Sunday, March 6, 2011

Which came first, the chicken or the egg?

The chicken or egg riddle is an apt analogy when considering the origins of life.  Just as it's difficult to imagine eggs without chickens or chickens without eggs; what gave birth to the first living thing?  Evidence suggests that the earliest lifeforms on Earth were single-celled organisms that reproduce asexually by dividing in two -- but where did the first cell capable of replicating itself come from?
"Understanding the origin of life may be profitably explored by decoupling the origins of different features of life." - Leo Buss


A living system can be described as having three essential components: a metabolism, an information program, and a boundary dividing it from the environment.  All living things need to eat, to take in nutrients from the environment and generate the chemicals needed to maintain cellular function.  Life requires some way to copy itself, to transmit information about its specific chemical makeup and processes to the next generation.  The collection of metabolic function and genetic instructions are set apart from the outside environment, contained within a semi-permeable membrane.

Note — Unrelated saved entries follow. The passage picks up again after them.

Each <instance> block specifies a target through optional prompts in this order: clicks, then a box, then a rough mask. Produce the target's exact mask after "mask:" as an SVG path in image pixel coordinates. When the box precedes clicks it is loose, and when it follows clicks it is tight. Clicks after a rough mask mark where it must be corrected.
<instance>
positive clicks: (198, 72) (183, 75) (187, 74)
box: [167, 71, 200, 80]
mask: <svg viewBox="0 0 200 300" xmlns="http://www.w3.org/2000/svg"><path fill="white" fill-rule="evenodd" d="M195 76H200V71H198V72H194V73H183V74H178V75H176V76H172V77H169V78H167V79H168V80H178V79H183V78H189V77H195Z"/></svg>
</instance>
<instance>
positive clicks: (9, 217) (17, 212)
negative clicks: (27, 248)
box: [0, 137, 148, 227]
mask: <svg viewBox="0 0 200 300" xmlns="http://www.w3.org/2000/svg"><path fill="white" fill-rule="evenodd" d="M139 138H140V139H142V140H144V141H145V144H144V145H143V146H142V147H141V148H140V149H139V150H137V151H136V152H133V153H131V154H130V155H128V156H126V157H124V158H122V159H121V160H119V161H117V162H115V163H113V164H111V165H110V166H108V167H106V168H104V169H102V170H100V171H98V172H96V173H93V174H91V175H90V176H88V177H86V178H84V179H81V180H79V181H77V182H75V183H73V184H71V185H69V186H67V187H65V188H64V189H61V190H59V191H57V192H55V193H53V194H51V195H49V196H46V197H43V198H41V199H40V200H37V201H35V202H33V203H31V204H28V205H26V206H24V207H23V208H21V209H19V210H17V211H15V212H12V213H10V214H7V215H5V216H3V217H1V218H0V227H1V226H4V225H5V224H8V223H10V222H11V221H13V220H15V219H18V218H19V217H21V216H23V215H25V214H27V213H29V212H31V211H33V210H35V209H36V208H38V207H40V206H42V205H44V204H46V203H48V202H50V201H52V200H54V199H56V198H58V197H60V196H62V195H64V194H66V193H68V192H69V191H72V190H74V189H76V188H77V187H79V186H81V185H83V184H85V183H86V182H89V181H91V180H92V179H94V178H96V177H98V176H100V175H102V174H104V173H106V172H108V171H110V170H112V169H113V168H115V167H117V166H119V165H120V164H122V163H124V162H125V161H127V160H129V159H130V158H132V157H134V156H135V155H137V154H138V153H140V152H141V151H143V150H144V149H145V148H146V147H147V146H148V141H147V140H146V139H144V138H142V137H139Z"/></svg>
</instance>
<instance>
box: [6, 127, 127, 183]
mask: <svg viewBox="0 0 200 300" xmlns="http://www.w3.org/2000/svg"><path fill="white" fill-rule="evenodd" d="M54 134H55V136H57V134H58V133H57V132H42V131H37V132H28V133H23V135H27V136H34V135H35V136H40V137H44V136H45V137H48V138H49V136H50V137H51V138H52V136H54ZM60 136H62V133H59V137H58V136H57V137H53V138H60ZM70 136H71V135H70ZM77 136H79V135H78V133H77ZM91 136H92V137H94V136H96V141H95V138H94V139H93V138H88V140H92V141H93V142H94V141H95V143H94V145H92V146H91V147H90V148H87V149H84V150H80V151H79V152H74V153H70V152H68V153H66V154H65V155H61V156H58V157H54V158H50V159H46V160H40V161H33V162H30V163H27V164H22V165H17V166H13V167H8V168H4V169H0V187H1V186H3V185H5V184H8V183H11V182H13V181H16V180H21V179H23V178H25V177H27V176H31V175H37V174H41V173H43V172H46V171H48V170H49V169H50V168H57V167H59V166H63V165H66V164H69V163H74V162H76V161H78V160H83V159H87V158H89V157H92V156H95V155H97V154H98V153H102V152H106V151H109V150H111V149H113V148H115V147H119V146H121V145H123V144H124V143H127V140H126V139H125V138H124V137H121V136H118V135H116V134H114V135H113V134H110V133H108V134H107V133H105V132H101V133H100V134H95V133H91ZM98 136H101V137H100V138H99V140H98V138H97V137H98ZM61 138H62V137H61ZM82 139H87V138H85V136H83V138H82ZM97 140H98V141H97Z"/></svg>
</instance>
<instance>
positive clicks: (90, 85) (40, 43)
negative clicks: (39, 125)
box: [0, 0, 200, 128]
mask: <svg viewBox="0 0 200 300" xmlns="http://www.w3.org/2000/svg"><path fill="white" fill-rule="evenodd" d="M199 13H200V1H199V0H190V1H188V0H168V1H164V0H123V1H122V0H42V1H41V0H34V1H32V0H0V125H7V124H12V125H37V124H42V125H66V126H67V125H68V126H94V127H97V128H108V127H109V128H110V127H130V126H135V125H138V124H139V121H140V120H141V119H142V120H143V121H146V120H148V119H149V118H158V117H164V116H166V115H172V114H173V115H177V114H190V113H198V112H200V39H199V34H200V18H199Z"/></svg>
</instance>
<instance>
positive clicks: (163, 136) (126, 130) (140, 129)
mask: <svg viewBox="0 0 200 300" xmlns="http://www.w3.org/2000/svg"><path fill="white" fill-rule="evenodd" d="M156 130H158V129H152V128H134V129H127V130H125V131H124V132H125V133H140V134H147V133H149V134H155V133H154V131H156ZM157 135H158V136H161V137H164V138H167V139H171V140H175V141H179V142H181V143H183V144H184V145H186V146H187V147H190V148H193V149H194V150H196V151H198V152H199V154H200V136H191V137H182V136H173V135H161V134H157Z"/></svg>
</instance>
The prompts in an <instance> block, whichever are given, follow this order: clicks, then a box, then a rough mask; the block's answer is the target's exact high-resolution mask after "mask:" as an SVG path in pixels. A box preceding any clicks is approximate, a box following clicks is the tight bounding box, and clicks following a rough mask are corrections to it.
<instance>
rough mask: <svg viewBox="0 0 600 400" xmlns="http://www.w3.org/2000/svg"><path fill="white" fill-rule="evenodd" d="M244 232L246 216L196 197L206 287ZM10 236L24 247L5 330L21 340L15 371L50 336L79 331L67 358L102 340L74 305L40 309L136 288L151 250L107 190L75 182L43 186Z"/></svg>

Origins of life scientists can generally be described as "information first" or "metabolism first." (full disclosure: I work with self-replicating RNA, which puts my primary research in the information camp.)  And here we come back to the chicken and egg paradox...  How were information containing molecules capable of copying themselves without a system for extracting energy and transforming chemicals?  How was a complex set of chemical reactions able to develop without a set of instructions to orchestrate the operation?


I imagine the answer will be found in the synthesis, as that would mark the true origin of life as we know it.  In the meantime, much insight can be gained by attempting to study the systems in isolation.

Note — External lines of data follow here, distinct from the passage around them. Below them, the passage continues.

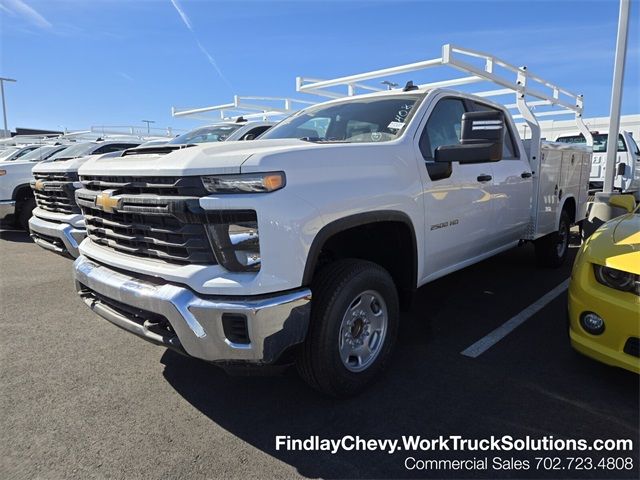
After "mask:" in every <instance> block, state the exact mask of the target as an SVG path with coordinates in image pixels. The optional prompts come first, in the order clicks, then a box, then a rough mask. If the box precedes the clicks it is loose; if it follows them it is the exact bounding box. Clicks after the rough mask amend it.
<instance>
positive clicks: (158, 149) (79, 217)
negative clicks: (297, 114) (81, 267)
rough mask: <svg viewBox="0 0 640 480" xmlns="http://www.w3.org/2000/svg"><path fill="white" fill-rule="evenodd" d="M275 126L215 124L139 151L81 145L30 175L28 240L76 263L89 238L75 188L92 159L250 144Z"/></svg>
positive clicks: (124, 143) (195, 130) (63, 153)
mask: <svg viewBox="0 0 640 480" xmlns="http://www.w3.org/2000/svg"><path fill="white" fill-rule="evenodd" d="M272 125H273V123H272V122H266V121H246V120H242V119H241V120H240V121H235V122H219V123H217V124H214V125H210V126H206V127H200V128H196V129H194V130H191V131H189V132H187V133H185V134H183V135H180V136H178V137H176V138H173V139H171V140H169V141H162V144H161V145H158V144H157V143H156V142H147V143H146V144H145V145H140V144H141V142H142V141H141V140H137V139H133V140H132V139H126V138H123V137H121V138H119V139H111V140H102V141H94V142H85V143H81V144H78V145H76V146H75V147H74V148H73V149H69V150H66V151H65V152H62V153H60V154H59V155H62V156H60V157H57V158H56V157H55V156H54V157H52V161H51V162H48V163H46V164H42V165H38V166H36V167H35V168H34V169H33V180H32V181H31V187H32V189H33V191H34V193H35V199H36V203H37V207H36V208H35V210H33V216H31V219H30V220H29V230H30V232H31V238H32V239H33V241H34V242H35V243H37V244H38V245H40V246H41V247H43V248H45V249H47V250H51V251H53V252H55V253H59V254H61V255H63V256H70V257H73V258H77V257H78V255H79V252H78V245H79V244H80V242H82V240H84V238H85V236H86V235H87V232H86V229H85V219H84V217H83V216H82V214H81V213H80V208H79V207H78V205H77V204H76V201H75V190H76V188H78V187H79V185H80V183H79V182H78V169H79V168H80V166H81V165H82V164H84V163H86V162H88V161H89V160H91V159H97V158H98V157H101V156H103V155H105V154H106V155H107V156H108V157H112V156H120V154H117V155H113V152H123V151H124V150H127V149H135V147H140V148H139V149H136V150H132V152H134V153H139V154H148V155H153V156H155V155H158V154H162V153H166V152H171V151H173V150H176V149H180V148H182V147H183V146H184V145H187V144H195V143H206V142H222V141H229V140H252V139H253V138H255V137H257V136H258V135H260V134H262V133H263V132H265V131H266V130H268V129H269V128H270V127H271V126H272Z"/></svg>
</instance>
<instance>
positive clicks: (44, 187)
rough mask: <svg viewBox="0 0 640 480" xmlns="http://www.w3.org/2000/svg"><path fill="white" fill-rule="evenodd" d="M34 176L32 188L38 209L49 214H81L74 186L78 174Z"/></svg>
mask: <svg viewBox="0 0 640 480" xmlns="http://www.w3.org/2000/svg"><path fill="white" fill-rule="evenodd" d="M33 176H34V178H35V181H32V182H31V188H32V189H33V195H34V197H35V199H36V204H37V205H38V207H40V208H41V209H43V210H47V211H49V212H58V213H64V214H74V213H80V207H78V205H77V204H76V201H75V188H74V186H73V182H75V181H77V180H78V175H77V174H76V173H34V174H33Z"/></svg>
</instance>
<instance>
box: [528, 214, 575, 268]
mask: <svg viewBox="0 0 640 480" xmlns="http://www.w3.org/2000/svg"><path fill="white" fill-rule="evenodd" d="M570 228H571V219H570V218H569V214H568V213H567V211H566V210H563V211H562V213H561V214H560V222H559V224H558V231H557V232H553V233H550V234H549V235H546V236H544V237H542V238H539V239H538V240H536V242H535V247H536V258H537V259H538V263H539V264H540V265H542V266H545V267H554V268H557V267H559V266H561V265H562V264H563V263H564V261H565V259H566V258H567V255H568V253H569V238H570Z"/></svg>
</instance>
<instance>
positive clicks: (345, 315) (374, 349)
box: [338, 290, 389, 372]
mask: <svg viewBox="0 0 640 480" xmlns="http://www.w3.org/2000/svg"><path fill="white" fill-rule="evenodd" d="M388 320H389V315H388V312H387V304H386V303H385V301H384V299H383V298H382V295H380V294H379V293H378V292H376V291H374V290H367V291H365V292H362V293H361V294H359V295H357V296H356V297H355V298H354V299H353V301H352V302H351V304H350V305H349V307H348V308H347V311H346V312H345V314H344V316H343V317H342V323H341V324H340V332H339V337H338V350H339V352H340V359H341V360H342V363H343V365H344V366H345V367H346V368H347V370H349V371H351V372H362V371H363V370H366V369H367V368H368V367H369V366H370V365H371V364H372V363H373V362H374V360H375V359H376V358H377V356H378V354H379V353H380V350H382V345H383V343H384V338H385V336H386V334H387V323H388Z"/></svg>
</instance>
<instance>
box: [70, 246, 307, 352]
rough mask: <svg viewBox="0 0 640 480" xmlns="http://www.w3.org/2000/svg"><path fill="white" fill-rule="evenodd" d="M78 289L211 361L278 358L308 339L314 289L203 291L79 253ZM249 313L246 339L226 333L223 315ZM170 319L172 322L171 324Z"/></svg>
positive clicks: (104, 317)
mask: <svg viewBox="0 0 640 480" xmlns="http://www.w3.org/2000/svg"><path fill="white" fill-rule="evenodd" d="M74 270H75V280H76V287H77V290H78V293H79V294H80V296H81V297H82V298H83V300H84V301H85V303H86V304H87V305H88V306H89V307H90V308H91V309H92V310H93V311H94V312H96V313H97V314H98V315H100V316H102V317H103V318H105V319H107V320H109V321H110V322H111V323H113V324H115V325H117V326H118V327H120V328H123V329H125V330H127V331H129V332H131V333H133V334H135V335H138V336H139V337H142V338H144V339H145V340H148V341H150V342H152V343H155V344H159V345H164V346H166V347H169V348H173V349H177V350H181V351H183V352H184V353H186V354H188V355H190V356H193V357H196V358H200V359H202V360H206V361H210V362H220V363H232V362H247V363H257V364H270V363H274V362H275V361H276V360H278V358H279V357H280V355H281V354H282V353H283V352H284V351H285V350H286V349H287V348H289V347H290V346H293V345H296V344H298V343H301V342H302V341H304V339H305V336H306V333H307V327H308V324H309V316H310V308H311V304H310V301H311V291H310V290H309V289H300V290H296V291H291V292H284V293H278V294H273V295H269V296H259V297H244V298H242V297H226V298H220V297H210V296H199V295H197V294H195V293H194V292H193V291H192V290H190V289H188V288H185V287H182V286H179V285H176V284H173V283H165V282H163V281H161V280H158V279H156V278H146V279H141V278H136V277H133V276H130V275H128V274H126V273H121V272H120V271H116V270H112V269H111V268H108V267H106V266H104V265H101V264H98V263H95V262H93V261H92V260H90V259H88V258H87V257H85V256H80V257H79V258H78V259H77V260H76V261H75V263H74ZM231 317H233V318H235V319H243V318H244V319H245V323H244V325H246V331H247V333H248V335H247V337H248V341H247V342H246V343H235V342H233V341H231V340H230V339H229V338H228V337H229V336H230V335H229V331H228V330H227V329H226V327H225V326H224V322H223V318H227V319H228V318H231ZM167 322H168V325H167Z"/></svg>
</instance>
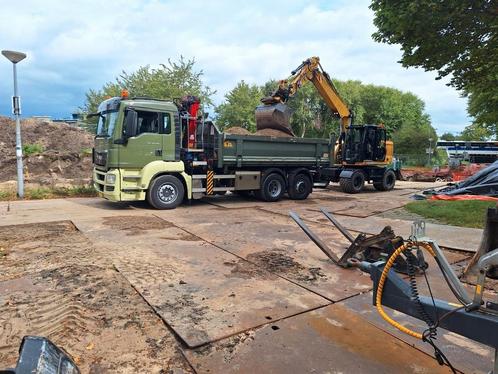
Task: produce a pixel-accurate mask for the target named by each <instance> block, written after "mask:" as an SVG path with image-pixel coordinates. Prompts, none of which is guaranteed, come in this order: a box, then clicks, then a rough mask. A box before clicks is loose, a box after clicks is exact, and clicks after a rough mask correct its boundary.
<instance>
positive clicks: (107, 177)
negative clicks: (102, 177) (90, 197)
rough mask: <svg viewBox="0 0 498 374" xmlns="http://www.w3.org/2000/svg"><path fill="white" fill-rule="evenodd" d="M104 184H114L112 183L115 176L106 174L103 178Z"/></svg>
mask: <svg viewBox="0 0 498 374" xmlns="http://www.w3.org/2000/svg"><path fill="white" fill-rule="evenodd" d="M105 182H106V183H107V184H114V183H116V174H106V176H105Z"/></svg>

There is also the notion of "membranes first," in that a separation from the outside is required to maintain the chemicals of life in high enough concentration.  Cells are mostly bags of water and the first life probably formed in water; a semi-permeable membrane allows the inside to take in nutrients and prevent useful chemicals from diffusing away.  It's difficult to imagine "naked chemicals" drifting about in a dilute primordial soup as life.




My apologies if you were expecting a final answer to the origin of life.  Nobody knows.  The best scientific answer is that it probably occurred about 3.5-4 billion years ago.  There's debate over a deep hot origin, with life beginning at geothermal vents on the ocean floor, and surface origins in a warm lagoon with the tides helping mix the first chemical cycles.  The earliest fossil evidence is debatable, since single-celled organisms don't necessarily fossilize well nor preserve the same shape after 3.5 billion years buried in rock.  From phylogenetic assays, LUCA (the Last Universal Common Ancestor) is presumed to be a hyperthermophilic (high temperature dwelling) bacteria.  But nobody knows if that represents the first life on Earth, or merely what was able to survive a horrible cataclysm during the Late Heavy Bombardment of planet sterilizing meteor collisions.


I should also mention panspermia, the idea that Earth was seeded from life elsewhere.  Totally plausible in my opinion, but that just begs the question -- how did the first life on another planet come about?